吾妻線の終点、大前の手前にある片面ホームの高架駅、万座・鹿沢口。1971年、当時の長野原線の延伸に伴う駅の名前を決めるときに万座温泉と鹿沢温泉が対立したため、その間を取って国鉄としては初となる「・」がついた万座・鹿沢口という駅名に落ち着いた。JRになってからもしばらくは唯一の「・」駅として君臨していたが、成田空港の空港第2ビルの副名称や気仙沼線のBRT区間に南三陸町役場・病院前という停留場が設けられたため、唯一ではなくなっている。

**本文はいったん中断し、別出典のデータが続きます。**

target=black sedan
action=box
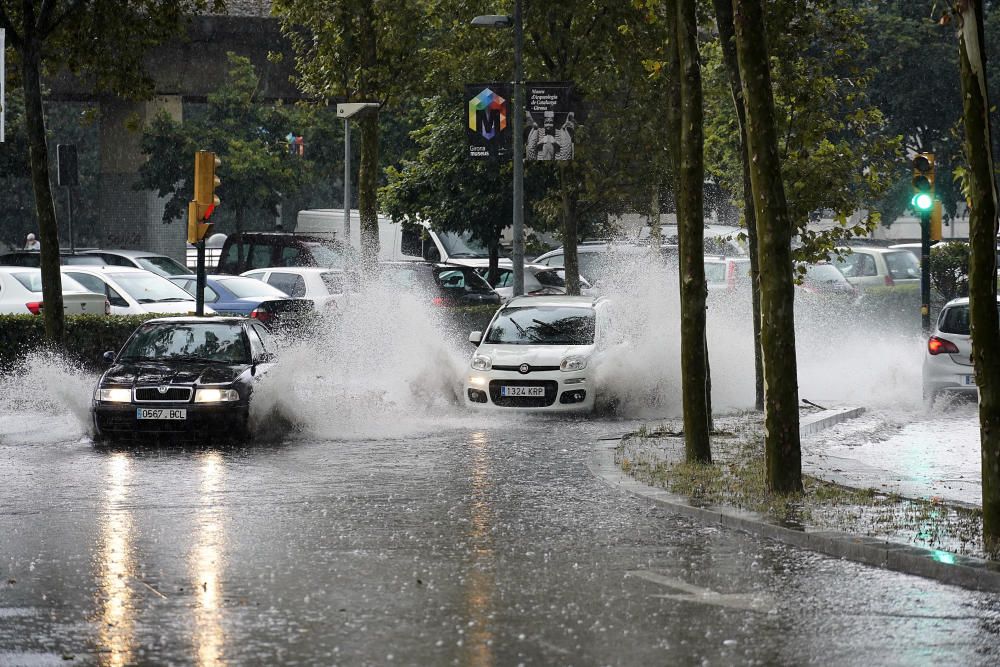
[92,317,274,439]
[379,262,500,306]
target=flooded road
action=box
[0,410,1000,665]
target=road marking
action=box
[625,570,776,613]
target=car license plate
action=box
[500,386,545,398]
[135,408,187,419]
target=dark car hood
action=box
[101,361,250,386]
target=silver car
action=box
[923,297,1000,401]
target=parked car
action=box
[170,275,313,327]
[532,241,677,287]
[91,317,275,440]
[0,250,104,269]
[923,297,1000,401]
[80,250,191,276]
[63,266,213,315]
[465,295,608,412]
[795,262,861,303]
[705,256,750,292]
[476,264,593,301]
[379,261,500,306]
[0,266,111,315]
[831,247,920,292]
[243,266,358,307]
[216,232,357,275]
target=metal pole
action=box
[513,0,524,296]
[66,186,76,254]
[344,118,351,246]
[920,211,931,336]
[194,239,205,317]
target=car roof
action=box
[80,248,173,259]
[140,315,249,326]
[504,294,600,308]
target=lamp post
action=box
[337,102,380,245]
[472,0,524,296]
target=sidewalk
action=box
[591,408,1000,592]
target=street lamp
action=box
[337,102,380,245]
[472,0,524,296]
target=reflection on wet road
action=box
[0,418,1000,666]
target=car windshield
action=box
[885,250,920,280]
[13,271,90,294]
[135,257,191,276]
[803,264,847,283]
[486,306,595,345]
[111,271,194,303]
[302,241,350,270]
[438,232,490,257]
[119,322,249,364]
[219,277,288,299]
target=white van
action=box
[295,208,511,267]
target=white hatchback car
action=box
[923,297,1000,400]
[465,295,608,412]
[0,266,111,315]
[241,266,356,307]
[63,266,215,315]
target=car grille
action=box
[493,364,559,373]
[135,386,191,403]
[490,380,559,408]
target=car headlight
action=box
[472,354,493,371]
[98,387,132,403]
[194,387,240,403]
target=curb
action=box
[587,408,1000,593]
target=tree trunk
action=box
[559,160,580,295]
[358,114,379,270]
[677,0,712,463]
[21,37,66,344]
[959,0,1000,558]
[713,0,764,410]
[733,0,802,493]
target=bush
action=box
[930,242,969,301]
[0,315,162,368]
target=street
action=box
[0,412,1000,665]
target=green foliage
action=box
[136,53,335,237]
[930,242,970,301]
[0,315,162,369]
[704,0,901,257]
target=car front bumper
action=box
[91,401,250,439]
[464,370,596,412]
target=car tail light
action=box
[927,336,958,355]
[250,308,274,324]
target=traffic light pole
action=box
[194,239,205,317]
[920,211,931,336]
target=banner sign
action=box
[524,81,576,160]
[465,83,512,160]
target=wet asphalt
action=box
[0,420,1000,665]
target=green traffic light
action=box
[910,192,934,211]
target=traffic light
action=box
[188,151,222,243]
[910,153,934,213]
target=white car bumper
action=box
[464,370,595,412]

吾妻線は有名温泉地へのアクセス路線としての需要があったため、万座・鹿沢口の駅は駅員がいた上に、みどりの窓口が設置され、特急列車もここ万座・鹿沢口まで運行されていた。現在長野原草津口止まりとなっている特急「草津」も一時期は「新特急草津」だった頃が懐かしい。

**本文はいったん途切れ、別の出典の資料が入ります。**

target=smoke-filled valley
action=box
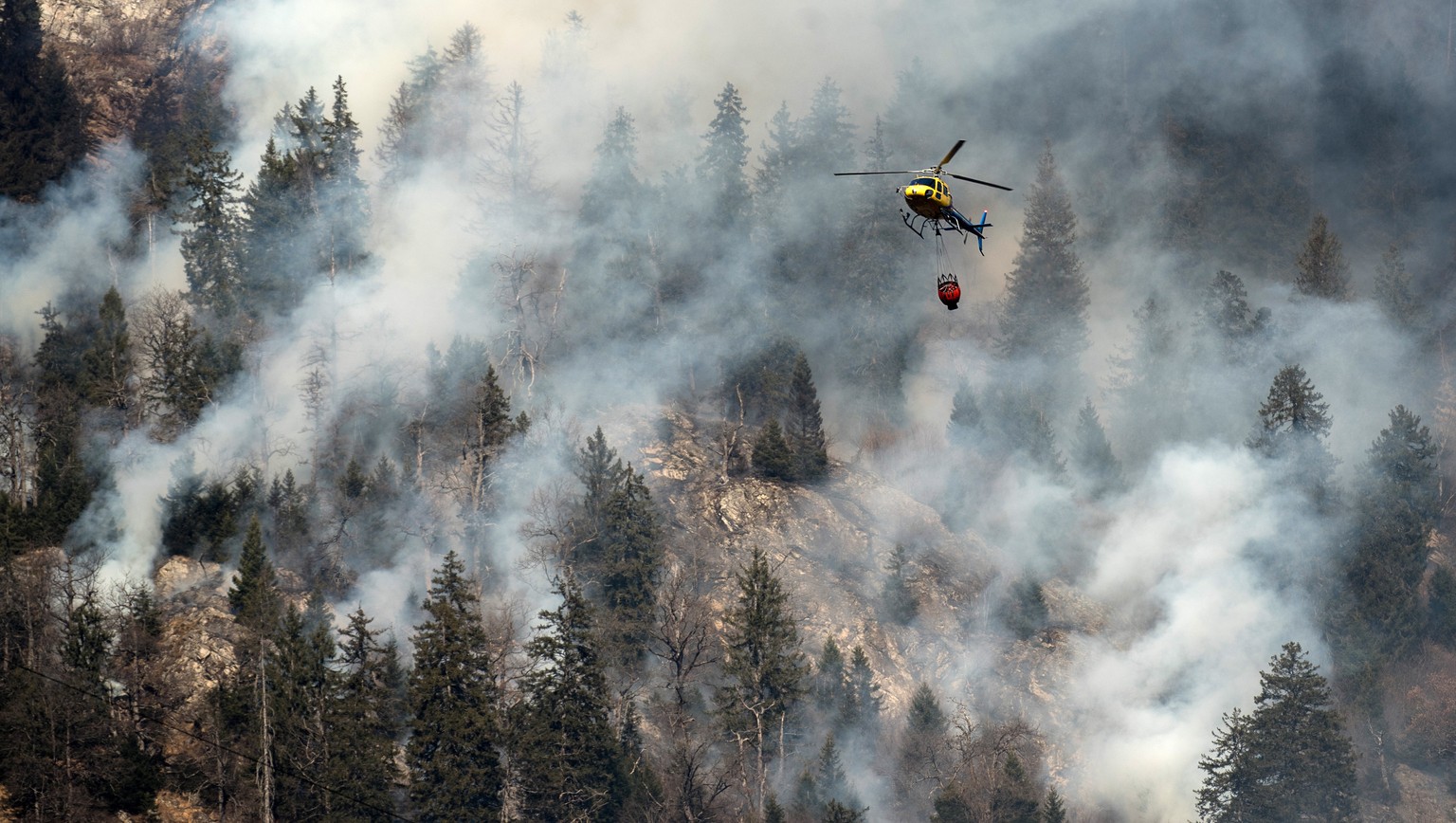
[0,0,1456,821]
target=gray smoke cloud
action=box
[0,0,1448,820]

駅名の由来となった万座温泉、鹿沢温泉ともに駅からはバスに乗る必要があったが、温泉地までマイカーや吾妻線に乗らずに直接バスで行く人などの影響で利用者が減った影響で、鹿沢温泉に行くバスは2007年に廃止。万座温泉は草津温泉へ行く時の経由地という扱いで運行されているという現状だ。
時代とともに駅の衰退も顕著だ。2006年にみどりの窓口が廃止され、その10年後の2016年に特急「草津」の定期列車の乗り入れがなくなり、2017年に無人化されてしまった。駅構内には自動券売機があり、吾妻線内では数少ないICカード対応駅となっているが、車が全くと言っていいほど止まっていないバスロータリーを見ると衰退してしまった感は否めない。
駅開業からわずか四十数年で凋落の一途を辿ってしまった駅であるが、普通電車の大半が今でも万座・鹿沢口での折り返しとなっていて、嬬恋村の中心地であることは全く変わっていない。